Over the summer, Brown announced it had struck a deal with the Trump administration in order to unfreeze federal research funds. Many students were outraged, calling the move “cowardly” and “shameful.”

“I can’t believe they would do this,” said Bru Noh, who attended a 60-minute rally in the spring calling on the administration not to cave. “Was our 60-minute, SAO-approved antifascist action not enough?” 

Sharpay Refectory, who left the rally twenty minutes early because she had section, also voiced her shock at the administration’s cowardice. “We didn’t even leave a mess or anything,” she said. “Surely that should count for something.” 

Amidst the impassioned outcry, CPax voiced that she takes student dissent seriously. “We would never, ever take action without considering the grave threat of a 12 p.m. Main Green rally,” she said during a university press release last Tuesday. “Also fuck them kids.” 

Some students are considering turning to more serious action. “Maybe we could hold, like, a two-hour rally,” said one student, who asked to remain anonymous due to the radical leftist nature of their suggestion and not wanting to lose their BlackRock job offer. 

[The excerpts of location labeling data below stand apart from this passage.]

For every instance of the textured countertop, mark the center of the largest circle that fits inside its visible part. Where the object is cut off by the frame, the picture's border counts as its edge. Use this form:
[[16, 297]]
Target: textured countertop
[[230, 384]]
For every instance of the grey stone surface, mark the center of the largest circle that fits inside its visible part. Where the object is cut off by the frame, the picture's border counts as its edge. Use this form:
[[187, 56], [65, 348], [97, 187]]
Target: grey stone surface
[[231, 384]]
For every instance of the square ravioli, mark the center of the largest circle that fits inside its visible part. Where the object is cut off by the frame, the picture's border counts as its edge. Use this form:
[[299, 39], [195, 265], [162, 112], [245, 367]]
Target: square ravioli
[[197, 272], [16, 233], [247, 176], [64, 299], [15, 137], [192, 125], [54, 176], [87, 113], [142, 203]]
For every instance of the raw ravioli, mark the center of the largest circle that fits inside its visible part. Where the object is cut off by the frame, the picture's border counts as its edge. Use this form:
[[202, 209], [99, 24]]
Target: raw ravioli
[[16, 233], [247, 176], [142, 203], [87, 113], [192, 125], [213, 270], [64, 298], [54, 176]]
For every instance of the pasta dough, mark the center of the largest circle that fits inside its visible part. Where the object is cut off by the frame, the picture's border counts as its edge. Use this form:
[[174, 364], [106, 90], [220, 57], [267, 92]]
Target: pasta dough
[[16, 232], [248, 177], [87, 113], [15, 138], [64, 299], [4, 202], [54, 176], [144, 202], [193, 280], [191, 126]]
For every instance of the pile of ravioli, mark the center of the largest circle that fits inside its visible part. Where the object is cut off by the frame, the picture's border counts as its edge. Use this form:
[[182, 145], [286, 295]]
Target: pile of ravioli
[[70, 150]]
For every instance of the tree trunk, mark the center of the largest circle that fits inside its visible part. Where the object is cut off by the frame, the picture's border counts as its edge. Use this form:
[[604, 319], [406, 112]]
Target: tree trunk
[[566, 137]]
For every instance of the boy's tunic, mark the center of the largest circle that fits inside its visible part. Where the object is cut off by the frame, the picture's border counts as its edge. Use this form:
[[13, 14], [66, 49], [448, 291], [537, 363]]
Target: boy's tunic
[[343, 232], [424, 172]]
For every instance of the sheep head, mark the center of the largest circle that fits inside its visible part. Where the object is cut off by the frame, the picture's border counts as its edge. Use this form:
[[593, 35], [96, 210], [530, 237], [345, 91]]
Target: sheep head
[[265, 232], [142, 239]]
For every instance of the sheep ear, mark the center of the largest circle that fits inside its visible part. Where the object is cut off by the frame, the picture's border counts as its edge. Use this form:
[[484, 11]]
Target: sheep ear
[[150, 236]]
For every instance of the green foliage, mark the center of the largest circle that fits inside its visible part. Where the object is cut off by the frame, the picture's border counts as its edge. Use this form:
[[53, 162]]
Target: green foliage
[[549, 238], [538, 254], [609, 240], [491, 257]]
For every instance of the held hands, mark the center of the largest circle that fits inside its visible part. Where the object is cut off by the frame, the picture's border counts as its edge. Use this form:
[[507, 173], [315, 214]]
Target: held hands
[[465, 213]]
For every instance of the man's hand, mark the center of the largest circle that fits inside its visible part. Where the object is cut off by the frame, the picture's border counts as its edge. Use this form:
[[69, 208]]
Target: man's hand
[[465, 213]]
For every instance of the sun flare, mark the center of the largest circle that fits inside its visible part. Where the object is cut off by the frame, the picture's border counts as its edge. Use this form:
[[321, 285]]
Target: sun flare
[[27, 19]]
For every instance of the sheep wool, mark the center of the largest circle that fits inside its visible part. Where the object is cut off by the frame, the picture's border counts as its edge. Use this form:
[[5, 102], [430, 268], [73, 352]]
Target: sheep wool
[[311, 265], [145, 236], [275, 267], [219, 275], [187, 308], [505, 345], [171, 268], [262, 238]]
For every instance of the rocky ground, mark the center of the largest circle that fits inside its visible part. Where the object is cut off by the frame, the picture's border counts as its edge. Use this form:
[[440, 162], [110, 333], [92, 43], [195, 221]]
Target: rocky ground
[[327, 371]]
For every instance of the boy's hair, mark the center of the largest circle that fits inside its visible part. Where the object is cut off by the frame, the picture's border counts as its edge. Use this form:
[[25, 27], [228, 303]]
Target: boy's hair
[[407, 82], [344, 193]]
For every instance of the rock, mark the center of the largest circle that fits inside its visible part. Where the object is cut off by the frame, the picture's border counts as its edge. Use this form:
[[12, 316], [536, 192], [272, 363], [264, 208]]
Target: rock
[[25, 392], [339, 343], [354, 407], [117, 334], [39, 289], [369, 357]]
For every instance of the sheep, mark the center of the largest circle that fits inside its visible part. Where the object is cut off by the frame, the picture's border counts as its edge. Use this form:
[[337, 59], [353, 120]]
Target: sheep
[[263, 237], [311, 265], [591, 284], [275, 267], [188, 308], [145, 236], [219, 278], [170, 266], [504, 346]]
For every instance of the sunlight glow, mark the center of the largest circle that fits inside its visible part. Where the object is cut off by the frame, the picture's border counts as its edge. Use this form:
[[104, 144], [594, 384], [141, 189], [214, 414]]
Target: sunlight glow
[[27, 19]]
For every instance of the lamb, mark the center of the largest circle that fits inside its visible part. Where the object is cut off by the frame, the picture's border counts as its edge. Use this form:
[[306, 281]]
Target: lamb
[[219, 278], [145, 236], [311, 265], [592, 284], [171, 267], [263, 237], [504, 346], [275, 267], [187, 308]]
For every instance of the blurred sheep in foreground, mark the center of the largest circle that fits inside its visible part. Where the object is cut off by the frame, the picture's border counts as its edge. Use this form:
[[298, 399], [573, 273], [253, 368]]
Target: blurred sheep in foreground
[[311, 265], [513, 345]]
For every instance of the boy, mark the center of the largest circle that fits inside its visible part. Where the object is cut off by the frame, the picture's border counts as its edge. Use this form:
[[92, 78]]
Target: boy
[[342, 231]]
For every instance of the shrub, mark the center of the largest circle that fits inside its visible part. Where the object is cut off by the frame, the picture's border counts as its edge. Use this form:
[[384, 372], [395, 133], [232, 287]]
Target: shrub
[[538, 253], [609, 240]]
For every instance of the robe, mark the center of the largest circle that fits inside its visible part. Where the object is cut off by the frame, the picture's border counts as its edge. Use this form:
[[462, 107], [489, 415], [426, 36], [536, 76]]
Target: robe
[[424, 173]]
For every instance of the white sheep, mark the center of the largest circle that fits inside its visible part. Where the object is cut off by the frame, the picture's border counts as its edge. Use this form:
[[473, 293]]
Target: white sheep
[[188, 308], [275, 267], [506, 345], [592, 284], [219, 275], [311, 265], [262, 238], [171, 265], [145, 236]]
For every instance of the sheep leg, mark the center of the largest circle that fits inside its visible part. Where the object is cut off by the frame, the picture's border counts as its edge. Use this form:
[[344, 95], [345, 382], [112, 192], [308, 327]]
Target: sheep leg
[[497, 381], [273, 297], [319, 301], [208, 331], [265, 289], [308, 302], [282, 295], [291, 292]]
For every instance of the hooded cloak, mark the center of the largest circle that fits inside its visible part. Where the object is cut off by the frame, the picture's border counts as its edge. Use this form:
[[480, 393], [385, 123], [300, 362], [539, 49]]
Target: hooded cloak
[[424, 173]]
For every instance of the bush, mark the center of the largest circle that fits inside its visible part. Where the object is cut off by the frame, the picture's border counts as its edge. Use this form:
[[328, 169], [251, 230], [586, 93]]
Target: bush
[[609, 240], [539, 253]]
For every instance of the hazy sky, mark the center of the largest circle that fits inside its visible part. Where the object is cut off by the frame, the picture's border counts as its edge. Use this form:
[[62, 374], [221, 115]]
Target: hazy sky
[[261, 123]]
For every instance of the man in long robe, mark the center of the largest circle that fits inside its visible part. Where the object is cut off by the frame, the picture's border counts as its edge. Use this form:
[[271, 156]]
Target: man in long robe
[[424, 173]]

Another student suggested flyering, but only if it worked with everyone’s schedules, and oh, wait, you’re “at capacity”? Guess we just won’t do anything then. 

John Lantern, who has played lacrosse at Brown for six years (don’t worry about it), said he’s happy the university is finally starting to say the quiet part out loud. “I think all the recent changes are great,” he said. “Also, if woke is dead at Brown, can I say r******* now?” 

CPax’s dog also spoke with us. “The recent political changes have been fantastic for me. I no longer have to eat vegan dog food,” he barked. “Also, Blue Lives Matter.” He then went on a twenty-minute rant about the “plandemic” and shat himself. 

Luckily, organizations like No Empty Seat are stepping up and leading the charge during these troubled times. “If you’re worried about the U.S.’s slow descent into authoritarianism, don’t stress, and definitely don’t kill yourself,” he told us. “After all, we’re holding a flash mob tomorrow.” 

Well, you heard it here first. In two years, when all of Brown’s departments are under academic receivership and saying the word “protest” gets you expelled, you can sleep soundly knowing that we did everything we could.